June 11, 1776:
Thomas Jefferson, John Adams, Benjamin Franklin, Roger Sherman, and Robert R. Livingston appointed to a committee to draft a declaration of independence.
June 12-27, 1776:
Jefferson, at the request of the committee, drafts a declaration, of which only a fragment exists. Jefferson’s clean, or “fair” copy, the “original Rough draught,” is reviewed by the committee. Both documents are in the manuscript collections of the Library of Congress.
June 28, 1776:
A fair copy of the committee draft of the Declaration of Independence is read in Congress.
July 1-4, 1776:
Congress debates and revises the Declaration of Independence.
July 2, 1776:
Congress declared the sovereign status of the United Colonies the following day, during the late afternoon of July 2 as the British fleet and army arrive at New York.

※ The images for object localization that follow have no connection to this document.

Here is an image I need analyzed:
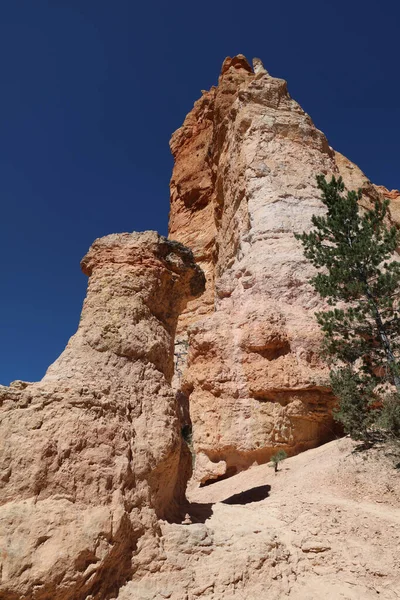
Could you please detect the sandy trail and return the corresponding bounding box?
[120,438,400,599]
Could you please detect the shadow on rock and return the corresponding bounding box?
[182,484,271,524]
[222,484,271,505]
[186,502,214,523]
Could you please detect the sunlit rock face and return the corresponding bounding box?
[0,231,205,600]
[169,55,394,482]
[374,184,400,224]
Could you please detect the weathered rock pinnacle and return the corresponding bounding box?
[168,54,393,484]
[252,56,269,75]
[0,231,205,600]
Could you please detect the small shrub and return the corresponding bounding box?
[181,424,196,467]
[270,449,287,472]
[377,394,400,438]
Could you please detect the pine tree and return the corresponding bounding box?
[296,175,400,439]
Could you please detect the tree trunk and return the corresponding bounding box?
[365,285,400,392]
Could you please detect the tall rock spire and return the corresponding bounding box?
[168,55,388,484]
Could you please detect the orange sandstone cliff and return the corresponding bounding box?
[169,55,397,483]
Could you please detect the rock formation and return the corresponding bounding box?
[375,184,400,224]
[169,55,397,482]
[0,231,205,600]
[1,55,399,600]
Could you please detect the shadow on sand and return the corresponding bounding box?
[221,484,271,505]
[186,484,271,523]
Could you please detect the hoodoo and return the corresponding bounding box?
[0,231,205,600]
[169,55,394,483]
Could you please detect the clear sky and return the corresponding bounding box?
[0,0,399,384]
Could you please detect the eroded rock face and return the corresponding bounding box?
[0,231,205,600]
[169,55,395,482]
[375,184,400,225]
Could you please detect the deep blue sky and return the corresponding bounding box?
[1,0,399,384]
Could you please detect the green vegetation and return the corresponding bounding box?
[270,449,287,472]
[296,175,400,443]
[181,424,196,467]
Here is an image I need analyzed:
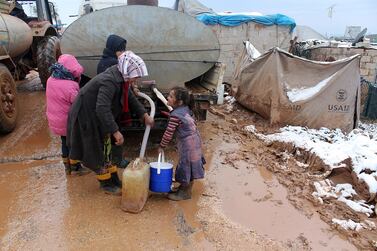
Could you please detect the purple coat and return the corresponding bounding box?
[171,106,205,184]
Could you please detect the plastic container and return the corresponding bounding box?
[121,158,150,213]
[149,152,173,193]
[121,91,155,213]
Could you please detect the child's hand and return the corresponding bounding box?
[113,131,124,146]
[158,147,164,154]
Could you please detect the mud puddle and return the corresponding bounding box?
[200,111,357,250]
[0,91,60,162]
[212,152,355,250]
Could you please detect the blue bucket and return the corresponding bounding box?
[149,154,173,193]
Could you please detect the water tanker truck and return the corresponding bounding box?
[0,0,61,133]
[61,3,225,130]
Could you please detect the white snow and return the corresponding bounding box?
[312,180,359,203]
[332,219,363,231]
[245,124,377,218]
[244,125,256,133]
[338,197,374,216]
[286,72,337,102]
[224,96,236,103]
[334,184,357,198]
[224,96,236,112]
[254,125,377,196]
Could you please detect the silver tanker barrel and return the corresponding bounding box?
[60,5,220,92]
[0,14,33,58]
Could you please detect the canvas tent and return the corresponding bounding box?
[233,47,361,132]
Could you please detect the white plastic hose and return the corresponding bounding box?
[152,88,173,111]
[137,92,156,159]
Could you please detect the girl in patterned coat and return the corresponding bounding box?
[158,87,205,201]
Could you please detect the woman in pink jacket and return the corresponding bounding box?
[46,54,88,175]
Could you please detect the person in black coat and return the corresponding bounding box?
[67,51,153,195]
[97,34,130,172]
[97,34,127,74]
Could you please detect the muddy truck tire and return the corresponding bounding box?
[0,64,18,133]
[37,36,61,88]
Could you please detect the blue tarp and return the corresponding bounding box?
[196,13,296,32]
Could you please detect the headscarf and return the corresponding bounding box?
[117,51,148,117]
[117,51,148,80]
[49,63,75,80]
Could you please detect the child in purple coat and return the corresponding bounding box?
[158,87,205,201]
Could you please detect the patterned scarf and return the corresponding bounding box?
[49,63,75,80]
[117,51,148,80]
[118,51,148,114]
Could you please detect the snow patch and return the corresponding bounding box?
[246,125,377,199]
[332,219,363,231]
[337,197,374,216]
[286,72,337,102]
[332,218,376,231]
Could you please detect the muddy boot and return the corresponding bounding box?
[106,165,122,188]
[70,160,91,176]
[96,171,121,196]
[63,157,72,175]
[167,182,193,201]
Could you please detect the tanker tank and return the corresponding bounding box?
[0,14,33,58]
[60,5,220,91]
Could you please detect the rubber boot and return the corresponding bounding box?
[63,157,71,175]
[167,182,193,201]
[106,165,122,188]
[70,159,91,176]
[96,171,121,196]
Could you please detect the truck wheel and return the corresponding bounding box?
[37,36,61,88]
[14,64,29,81]
[0,64,18,133]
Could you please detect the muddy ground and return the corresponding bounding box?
[0,79,375,250]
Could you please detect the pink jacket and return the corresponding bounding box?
[46,54,84,136]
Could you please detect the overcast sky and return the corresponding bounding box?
[56,0,377,37]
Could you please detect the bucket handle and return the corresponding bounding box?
[157,151,165,175]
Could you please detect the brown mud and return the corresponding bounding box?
[0,91,372,250]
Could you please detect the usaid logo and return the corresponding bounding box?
[336,89,347,102]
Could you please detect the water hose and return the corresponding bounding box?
[141,80,173,111]
[137,92,155,159]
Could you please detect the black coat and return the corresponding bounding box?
[97,35,127,74]
[67,65,146,170]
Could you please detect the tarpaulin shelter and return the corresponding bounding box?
[174,0,296,31]
[232,47,361,132]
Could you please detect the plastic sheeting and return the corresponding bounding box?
[233,47,361,132]
[363,81,377,119]
[174,0,214,16]
[196,13,296,31]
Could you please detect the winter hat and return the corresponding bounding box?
[106,34,127,53]
[57,54,84,79]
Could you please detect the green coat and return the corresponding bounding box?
[67,65,146,170]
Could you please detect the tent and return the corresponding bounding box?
[232,47,361,132]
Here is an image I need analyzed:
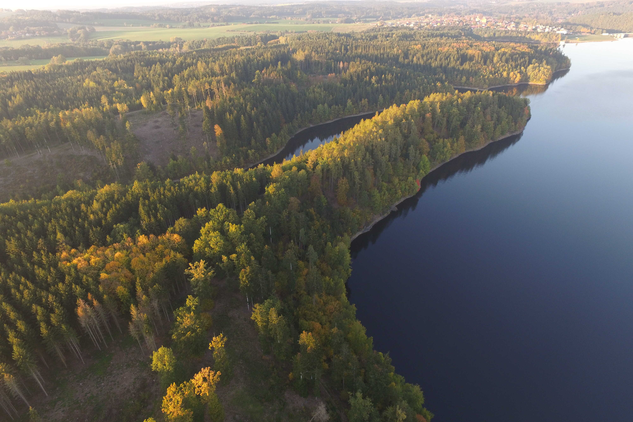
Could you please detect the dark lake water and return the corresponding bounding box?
[348,39,633,422]
[254,111,378,167]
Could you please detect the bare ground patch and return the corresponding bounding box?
[211,278,331,422]
[0,144,113,202]
[28,332,162,422]
[129,109,219,167]
[25,278,334,422]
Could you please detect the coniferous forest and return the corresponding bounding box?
[0,30,568,177]
[0,26,569,422]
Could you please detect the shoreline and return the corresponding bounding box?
[243,93,533,242]
[349,127,526,243]
[245,109,381,169]
[453,67,571,91]
[167,68,570,175]
[169,109,380,182]
[180,70,567,179]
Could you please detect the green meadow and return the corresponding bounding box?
[0,35,70,48]
[563,33,618,43]
[0,21,372,48]
[94,23,343,42]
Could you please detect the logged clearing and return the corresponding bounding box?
[0,144,113,202]
[129,109,219,167]
[29,276,329,422]
[210,278,331,422]
[0,108,217,202]
[32,334,162,422]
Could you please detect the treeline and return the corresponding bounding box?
[0,91,529,420]
[0,31,566,179]
[570,12,633,32]
[0,19,60,33]
[0,44,108,62]
[285,31,569,86]
[481,0,633,29]
[473,29,562,44]
[0,33,275,62]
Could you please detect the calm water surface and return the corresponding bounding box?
[255,111,377,167]
[348,39,633,422]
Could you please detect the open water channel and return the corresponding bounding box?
[347,39,633,421]
[268,39,633,422]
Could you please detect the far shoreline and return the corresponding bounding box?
[452,67,571,92]
[245,109,382,169]
[349,127,526,243]
[248,68,569,170]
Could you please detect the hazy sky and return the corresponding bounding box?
[2,0,207,10]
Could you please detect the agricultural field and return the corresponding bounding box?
[69,18,179,27]
[93,22,366,42]
[0,20,373,48]
[0,58,51,72]
[0,35,70,48]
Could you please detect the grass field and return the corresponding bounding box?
[0,58,51,72]
[0,35,70,48]
[56,18,179,29]
[333,22,374,33]
[0,21,372,48]
[94,23,342,42]
[82,18,179,27]
[563,34,618,43]
[0,56,106,73]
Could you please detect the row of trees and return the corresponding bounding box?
[569,11,633,33]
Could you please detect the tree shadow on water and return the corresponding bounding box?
[350,132,524,257]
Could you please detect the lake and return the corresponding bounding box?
[348,39,633,422]
[254,110,378,167]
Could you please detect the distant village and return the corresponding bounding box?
[376,14,629,38]
[379,14,570,34]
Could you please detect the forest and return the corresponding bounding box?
[0,27,566,421]
[0,30,568,195]
[569,11,633,33]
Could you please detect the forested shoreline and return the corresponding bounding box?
[349,124,526,244]
[0,28,566,421]
[452,66,570,91]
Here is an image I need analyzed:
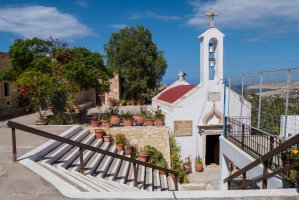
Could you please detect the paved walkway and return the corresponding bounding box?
[181,164,220,191]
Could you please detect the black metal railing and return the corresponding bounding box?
[225,117,284,169]
[7,120,179,191]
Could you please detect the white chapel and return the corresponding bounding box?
[152,10,251,166]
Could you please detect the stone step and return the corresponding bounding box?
[137,165,145,190]
[115,157,131,184]
[97,146,118,178]
[43,129,90,164]
[20,125,82,161]
[84,141,111,175]
[145,167,153,191]
[153,170,161,191]
[42,163,97,192]
[57,134,95,169]
[106,151,124,182]
[70,139,103,171]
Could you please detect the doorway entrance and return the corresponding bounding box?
[205,134,220,165]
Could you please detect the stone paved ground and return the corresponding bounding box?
[181,164,220,191]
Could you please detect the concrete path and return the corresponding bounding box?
[181,164,220,191]
[0,113,75,199]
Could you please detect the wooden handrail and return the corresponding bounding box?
[7,120,179,190]
[237,162,299,189]
[224,131,299,184]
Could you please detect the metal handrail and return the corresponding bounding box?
[7,120,179,190]
[224,120,299,189]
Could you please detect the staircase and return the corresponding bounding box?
[8,121,178,193]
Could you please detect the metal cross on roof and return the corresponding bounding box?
[178,71,186,80]
[205,8,218,28]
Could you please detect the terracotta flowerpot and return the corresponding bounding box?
[137,153,148,162]
[74,108,80,113]
[136,101,142,106]
[91,121,100,127]
[159,170,166,175]
[155,119,165,126]
[195,163,204,172]
[130,100,136,106]
[34,121,48,125]
[96,105,99,109]
[124,146,133,155]
[134,115,145,126]
[110,115,121,126]
[101,120,110,128]
[123,119,133,126]
[48,107,54,113]
[94,129,105,139]
[103,135,111,143]
[116,144,124,152]
[66,108,71,113]
[183,164,192,174]
[145,119,155,126]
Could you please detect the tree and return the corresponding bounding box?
[104,25,167,100]
[0,38,112,121]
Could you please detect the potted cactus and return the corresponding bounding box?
[91,115,100,127]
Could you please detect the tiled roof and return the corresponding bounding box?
[157,84,196,103]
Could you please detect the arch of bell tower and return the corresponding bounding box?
[198,10,225,84]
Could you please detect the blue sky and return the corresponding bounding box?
[0,0,299,84]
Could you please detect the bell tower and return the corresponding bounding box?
[198,9,224,84]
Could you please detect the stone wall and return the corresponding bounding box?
[90,126,171,166]
[104,74,120,106]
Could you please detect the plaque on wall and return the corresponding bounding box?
[173,120,193,137]
[208,92,221,102]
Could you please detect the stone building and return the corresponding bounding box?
[0,52,19,110]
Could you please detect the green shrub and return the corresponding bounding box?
[169,135,188,183]
[143,145,168,168]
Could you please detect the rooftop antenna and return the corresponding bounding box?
[205,8,218,28]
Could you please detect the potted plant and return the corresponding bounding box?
[103,134,112,143]
[155,110,165,126]
[137,147,148,162]
[108,106,121,126]
[100,112,111,128]
[182,156,192,174]
[119,99,127,106]
[91,115,100,127]
[124,144,134,155]
[194,156,203,172]
[94,129,105,139]
[141,107,155,126]
[157,159,168,175]
[122,111,134,126]
[114,133,127,152]
[134,107,145,126]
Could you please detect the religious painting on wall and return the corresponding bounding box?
[173,120,193,136]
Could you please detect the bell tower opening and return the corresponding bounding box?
[208,38,218,80]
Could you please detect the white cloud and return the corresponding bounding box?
[129,11,181,21]
[187,0,299,36]
[0,6,93,39]
[109,24,128,29]
[76,0,88,8]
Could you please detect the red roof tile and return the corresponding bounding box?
[157,84,196,103]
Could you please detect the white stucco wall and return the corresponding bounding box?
[152,80,251,166]
[219,136,283,190]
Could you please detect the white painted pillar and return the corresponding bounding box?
[219,136,230,190]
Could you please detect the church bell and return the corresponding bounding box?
[210,60,215,67]
[209,43,215,53]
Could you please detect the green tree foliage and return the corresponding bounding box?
[0,38,112,121]
[104,25,167,100]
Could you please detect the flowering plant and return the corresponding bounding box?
[182,156,192,166]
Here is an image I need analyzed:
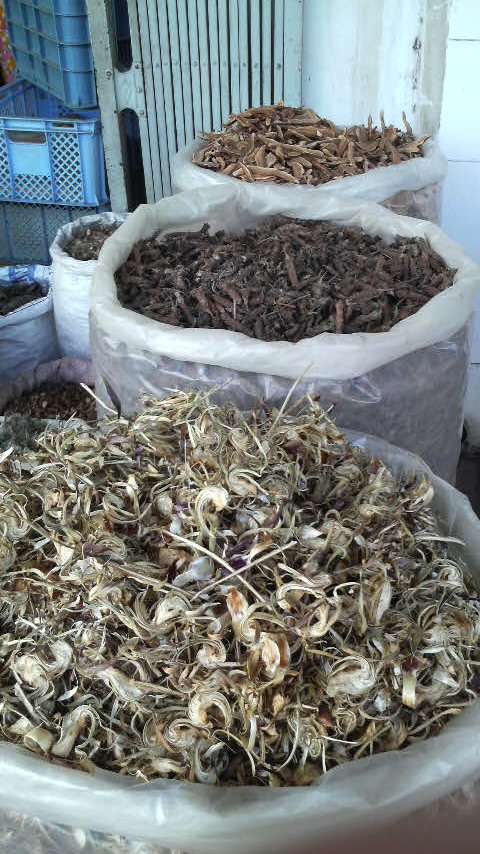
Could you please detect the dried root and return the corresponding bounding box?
[115,218,454,339]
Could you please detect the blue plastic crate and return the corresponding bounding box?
[4,0,96,108]
[0,79,107,206]
[0,200,110,264]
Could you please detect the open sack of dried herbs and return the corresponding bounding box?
[91,185,480,483]
[0,278,58,386]
[0,389,479,854]
[50,212,128,360]
[172,105,447,222]
[0,358,96,455]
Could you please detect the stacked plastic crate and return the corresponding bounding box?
[0,0,108,263]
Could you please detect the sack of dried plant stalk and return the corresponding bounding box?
[0,404,479,854]
[0,279,58,386]
[172,106,446,223]
[50,212,128,359]
[91,185,480,483]
[0,357,95,450]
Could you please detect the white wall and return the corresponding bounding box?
[302,0,480,446]
[438,0,480,444]
[302,0,448,135]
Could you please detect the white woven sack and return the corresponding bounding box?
[50,212,127,359]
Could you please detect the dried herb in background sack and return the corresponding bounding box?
[64,225,119,261]
[0,284,45,316]
[2,383,97,422]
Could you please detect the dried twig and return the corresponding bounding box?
[335,300,344,334]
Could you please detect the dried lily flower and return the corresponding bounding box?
[193,104,429,185]
[0,389,478,788]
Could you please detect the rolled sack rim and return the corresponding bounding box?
[172,136,448,199]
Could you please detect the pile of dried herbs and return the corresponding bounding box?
[0,390,478,786]
[193,105,428,185]
[0,414,50,454]
[0,284,44,316]
[2,383,97,422]
[115,218,455,339]
[64,225,119,262]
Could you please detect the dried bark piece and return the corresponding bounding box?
[335,300,345,334]
[254,145,266,167]
[249,165,299,183]
[291,161,305,180]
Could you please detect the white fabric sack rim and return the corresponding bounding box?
[172,137,447,200]
[50,211,128,275]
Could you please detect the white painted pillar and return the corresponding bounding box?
[302,0,449,135]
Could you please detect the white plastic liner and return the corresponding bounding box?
[172,138,447,222]
[0,432,478,854]
[91,186,480,481]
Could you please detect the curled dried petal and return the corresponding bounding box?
[326,655,377,698]
[23,726,55,755]
[52,706,99,758]
[188,691,233,728]
[0,537,15,570]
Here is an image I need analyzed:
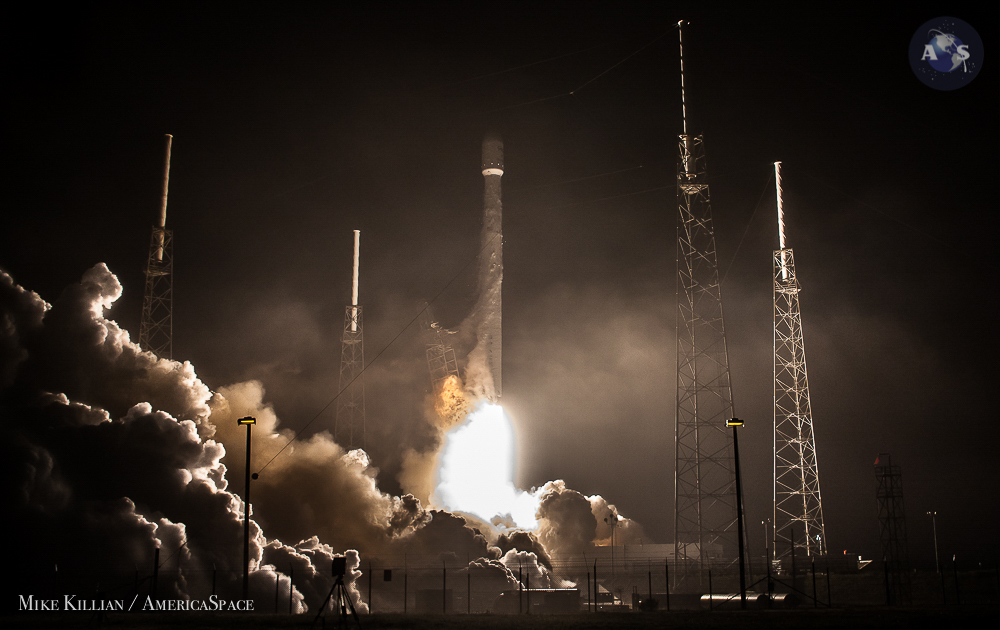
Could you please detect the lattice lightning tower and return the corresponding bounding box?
[772,161,826,558]
[336,230,366,450]
[673,20,739,579]
[874,453,911,604]
[139,134,174,359]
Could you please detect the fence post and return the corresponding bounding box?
[708,569,713,611]
[665,559,670,611]
[812,557,817,608]
[825,558,831,607]
[953,555,960,605]
[883,558,891,606]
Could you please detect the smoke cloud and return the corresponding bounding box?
[2,263,649,614]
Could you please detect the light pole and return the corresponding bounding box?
[927,511,940,573]
[728,418,747,609]
[239,416,256,599]
[763,518,771,561]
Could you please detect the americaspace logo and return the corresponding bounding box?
[910,17,983,90]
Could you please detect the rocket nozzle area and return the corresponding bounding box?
[481,133,504,176]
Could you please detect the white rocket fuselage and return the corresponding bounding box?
[476,133,504,402]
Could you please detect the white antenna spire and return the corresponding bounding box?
[775,161,786,249]
[351,230,360,331]
[678,21,688,136]
[775,161,788,280]
[155,134,172,261]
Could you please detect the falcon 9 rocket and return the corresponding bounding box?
[471,133,504,402]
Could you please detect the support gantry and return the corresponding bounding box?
[139,134,174,359]
[336,230,366,450]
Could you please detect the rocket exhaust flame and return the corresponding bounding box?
[433,402,539,530]
[433,374,471,430]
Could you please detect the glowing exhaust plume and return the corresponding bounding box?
[434,374,471,430]
[434,403,539,529]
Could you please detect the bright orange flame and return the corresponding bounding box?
[434,374,470,430]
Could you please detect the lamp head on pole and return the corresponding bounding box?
[238,416,256,426]
[727,418,744,427]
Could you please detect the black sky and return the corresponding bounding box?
[2,2,996,568]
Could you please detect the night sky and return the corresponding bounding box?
[3,1,996,574]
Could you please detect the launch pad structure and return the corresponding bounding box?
[772,162,827,560]
[139,134,175,359]
[423,305,461,391]
[336,230,366,451]
[672,21,740,586]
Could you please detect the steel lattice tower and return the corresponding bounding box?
[336,230,365,450]
[874,453,911,604]
[139,134,174,359]
[673,21,739,580]
[772,162,826,559]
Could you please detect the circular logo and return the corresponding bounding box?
[910,17,983,90]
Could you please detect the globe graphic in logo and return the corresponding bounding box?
[925,30,967,72]
[909,17,983,90]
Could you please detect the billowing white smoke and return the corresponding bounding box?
[2,262,646,614]
[0,264,376,612]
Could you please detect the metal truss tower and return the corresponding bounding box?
[772,162,827,560]
[336,230,366,451]
[673,21,739,580]
[874,453,911,604]
[139,134,174,359]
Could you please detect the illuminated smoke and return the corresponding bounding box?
[433,374,472,430]
[1,265,374,612]
[1,261,648,613]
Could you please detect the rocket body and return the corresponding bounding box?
[473,133,504,402]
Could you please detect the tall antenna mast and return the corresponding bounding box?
[772,162,826,561]
[336,230,366,450]
[673,20,739,588]
[139,134,175,358]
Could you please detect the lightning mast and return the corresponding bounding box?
[139,134,174,358]
[673,21,739,584]
[772,162,826,559]
[336,230,366,450]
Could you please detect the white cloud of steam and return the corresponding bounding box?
[1,263,650,612]
[0,265,372,611]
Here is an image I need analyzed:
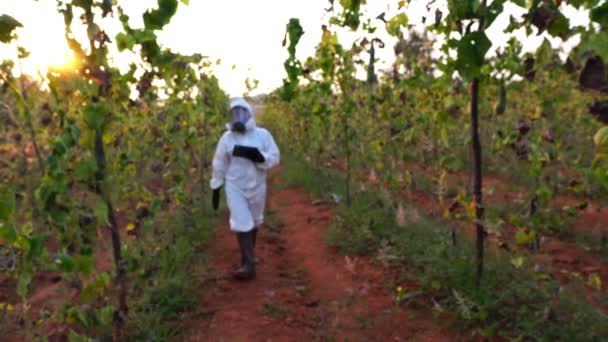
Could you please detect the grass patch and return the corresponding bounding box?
[126,194,216,341]
[281,153,608,341]
[263,299,289,319]
[279,155,345,197]
[575,232,608,260]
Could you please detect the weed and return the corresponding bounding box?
[281,154,608,341]
[264,300,289,319]
[308,308,336,342]
[127,195,214,341]
[576,233,608,260]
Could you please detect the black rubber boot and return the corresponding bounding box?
[239,228,258,266]
[252,227,259,264]
[234,231,255,280]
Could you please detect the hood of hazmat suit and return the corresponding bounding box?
[210,98,280,232]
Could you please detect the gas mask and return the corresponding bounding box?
[230,106,251,133]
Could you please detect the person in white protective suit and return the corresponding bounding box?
[210,98,280,280]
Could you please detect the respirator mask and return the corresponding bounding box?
[230,106,250,133]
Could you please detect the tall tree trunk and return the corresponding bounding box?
[106,197,128,340]
[94,128,128,341]
[16,55,45,176]
[470,79,485,288]
[344,115,351,207]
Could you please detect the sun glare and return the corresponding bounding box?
[45,51,76,71]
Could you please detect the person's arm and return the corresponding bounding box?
[255,130,280,170]
[209,134,230,189]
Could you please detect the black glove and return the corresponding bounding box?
[212,187,221,210]
[232,145,265,163]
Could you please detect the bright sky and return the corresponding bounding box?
[0,0,590,97]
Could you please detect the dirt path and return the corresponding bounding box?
[187,175,453,341]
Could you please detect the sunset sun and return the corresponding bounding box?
[45,50,76,70]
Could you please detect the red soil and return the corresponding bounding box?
[186,177,455,341]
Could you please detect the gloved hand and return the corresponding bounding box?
[232,145,265,163]
[212,187,221,210]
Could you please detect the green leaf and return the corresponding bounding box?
[535,38,555,65]
[51,138,67,157]
[143,0,178,30]
[0,222,17,243]
[455,31,491,80]
[285,18,304,56]
[0,187,15,221]
[485,1,505,28]
[0,15,23,43]
[536,186,553,204]
[16,266,33,297]
[386,13,408,37]
[115,32,135,51]
[67,307,90,330]
[17,46,29,59]
[590,2,608,27]
[83,102,108,130]
[81,273,110,302]
[76,255,94,277]
[132,29,157,43]
[94,198,110,226]
[448,0,480,20]
[594,126,608,154]
[511,255,525,268]
[98,272,111,286]
[75,160,98,182]
[582,32,608,61]
[0,223,17,244]
[548,12,569,38]
[56,254,77,273]
[26,235,46,261]
[62,124,81,147]
[339,0,363,30]
[515,229,536,245]
[440,155,464,171]
[98,305,115,326]
[594,127,608,147]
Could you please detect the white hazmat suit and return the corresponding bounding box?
[210,98,280,232]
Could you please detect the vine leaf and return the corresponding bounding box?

The Committee of the Whole then turned to the Declaration, and it was given a second reading before adjournment.
July 3, 1776:
The Committee of the Whole gave the Declaration a third reading and commenced scrutiny of the precise wording of the proposed text. Two passages in the Committee of Five’s draft were rejected by the Committee of the Whole. One was a critical reference to the English people and the other was a denunciation of the slave trade and of slavery itself. The text of the Declaration was otherwise accepted without any other major changes.
July 4, 1776:
Congress adopts the Declaration of Independence in the late morning (around 11:00 am LMT) on a bright, sunny, but cool Philadelphia day. After the final vote by the Committee of the Whole, the draft document was then referred back to the Committee of Five in order to prepare a fair copy document to be redrafted-as-corrected for delivery to the broadside printer. And so convened later in the day to complete the task. The final redraft of the fair copy document was signed and ratified by John Hancock who was president of the Continental Congress (around 2:00 pm LMT)* and was sent a few blocks away to the printing shop of John Dunlap.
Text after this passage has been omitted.